Abandonó su consulta en una clínica privada durante un par de meses para recorrer las calles de Banda Aceh desarmado, pegado a las botas de los soldados españoles. Buscando enfermos, siendo testigo del caos. "Todo olía a quemado. Cuando llegamos, la población quemaba escombros para evitar la intoxicación con los cadáveres que yacían bajo las piedras". Llegó a un hospital anegado en el que atendió a mujeres que nunca antes habían ido al médico, a niños heridos y otros desorientados que sólo buscaban consuelo. "Los reservistas no estamos para jugar a los soldaditos. Debe potenciarse nuestro papel en el ejército, sí; pero como médicos, arquitectos, ingenieros Como lo que somos realmente".
A otros reservistas, como Luis Francisco Cercos, un aparejador de 50 años dedicado a la restauración de edificios históricos, los destinos de los reservistas voluntarios les parecen todavía "demasiado estrictos". Obtuvo el grado de alférez de la Armada como reservista, y prestó servicio, a mediados de este año, en el Museo Naval de Madrid, ayudando a organizar una exposición que rememora el quinto centenario de la muerte de Cristóbal Colón. "Aunque estoy contento con mi servicio, creo que también podría participar en otros proyectos, como la restauración de la Torre del Oro, en Sevilla, en los que pudieran aprovecharse mejor mis conocimientos".

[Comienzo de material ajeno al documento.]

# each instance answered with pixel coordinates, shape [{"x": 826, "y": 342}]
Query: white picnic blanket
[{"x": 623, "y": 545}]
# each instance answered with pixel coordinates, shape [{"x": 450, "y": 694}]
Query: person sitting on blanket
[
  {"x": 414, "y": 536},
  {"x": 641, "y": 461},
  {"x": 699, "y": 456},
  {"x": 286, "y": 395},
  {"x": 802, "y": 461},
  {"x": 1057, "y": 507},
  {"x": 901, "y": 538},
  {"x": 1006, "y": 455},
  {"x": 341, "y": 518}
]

Cercos es miembro de la Federación Española de Oficiales en la Reserva (FORE), una de las muchas asociaciones de reservistas voluntarios. Entre sus varias aspiraciones, una de ellas es que los reservistas puedan suplir las ausencias de los militares profesionales en misión en el extranjero. "Comprendo que no podamos ir a Líbano, ¿pero qué pasa con los huecos que se quedan en los cuarteles?". Desde la Asociación de Reservistas Españoles (ARES) también comparten esta propuesta, e insisten en "las molestias que muchos causan a sus empresas cuando son activados en días laborables; la mayoría tiene que quitarse días de sus vacaciones para prestar servicio". Hasta hoy, el Gobierno no ha suscrito con la patronal ninguno de los acuerdos potestativos previstos en el Reglamento de Acceso y Régimen de los Reservistas Voluntarios.

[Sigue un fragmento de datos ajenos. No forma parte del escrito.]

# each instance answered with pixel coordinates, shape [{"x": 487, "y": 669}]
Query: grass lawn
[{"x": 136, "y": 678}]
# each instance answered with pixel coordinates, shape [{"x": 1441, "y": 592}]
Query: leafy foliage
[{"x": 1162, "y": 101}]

Mientras tanto, muchos se sienten soldados durante sus periodos de formación militar. Recibiendo órdenes, empuñando un arma. Otros se presentan en los cuarteles para solicitar su envío a misiones como la que en la actualidad tiene desplegados a 1.100 soldados españoles en Líbano. Pero sus desplazamientos dependen exclusivamente del Mando de Operaciones del Estado Mayor de la Defensa, que decide los efectivos necesarios para cada misión. Y la de Líbano no es precisamente una misión para reservistas, aunque muchos de ellos aseguren estar preparados para ir. Incluso deseándolo. A otros les queda el consuelo de desfilar en el Día de las Fuerzas Armadas. Como una compañía de reservistas del Ejército de Tierra que el pasado 12 de octubre se convirtió en la primera en marcar el paso junto a los soldados profesionales. Ardor guerrero. De reserva.